Catalogue Matching
Starbug offers a selection of generalised matching routines, to accommodate most basic matching requirements. These are accessed through the separate starbug2-match executable.
This program takes an arbitrary number of fits tables and uses one of three combination methods to match between the RA/DEC columns.
The basic usage can be displayed with
StarbugII Matching
usage: starbug2-match [-BCGfhv] [-e column] [-m mask] [-o output] [-p file.param] [-s KEY=VAL] table.fits ...

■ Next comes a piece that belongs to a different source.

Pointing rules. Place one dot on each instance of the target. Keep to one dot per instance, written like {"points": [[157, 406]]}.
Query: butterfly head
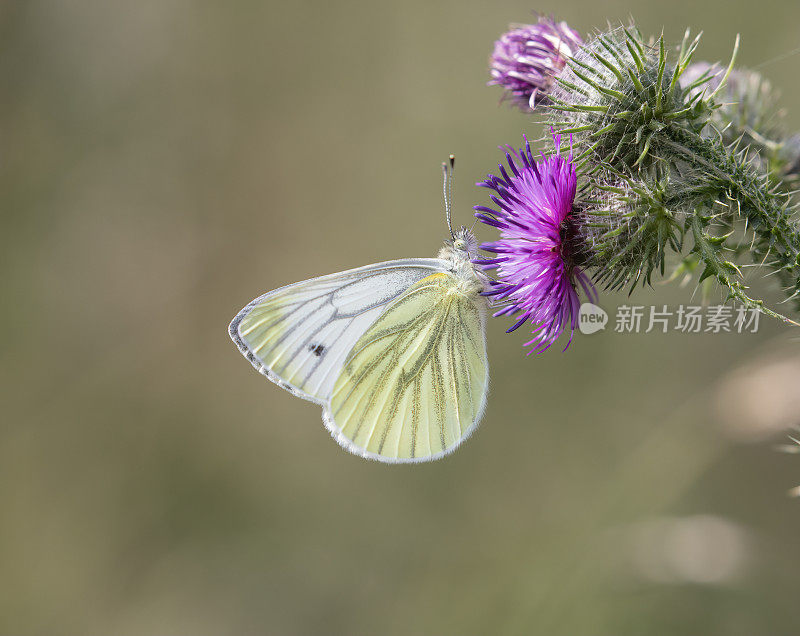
{"points": [[461, 249]]}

-B --band : match in "BAND" mode (does not preserve a column for every frame)
-C --cascade : match in "CASCADE" mode (left justify columns)
-G --generic : match in "GENERIC" mode
-e --error column : photometric error column ("eflux" or "stdflux")
-f --full : export full catalogue
-h --help : show help message
-m --mask eval : column evaluation to mask out of matching e.g. -m"~np.isnan(F444W)"
-o --output file.fits : output matched catalogue
-p --param file.param : load starbug parameter file
-s --set option : set value in parameter file at runtime (-s MATCH_THRESH=1)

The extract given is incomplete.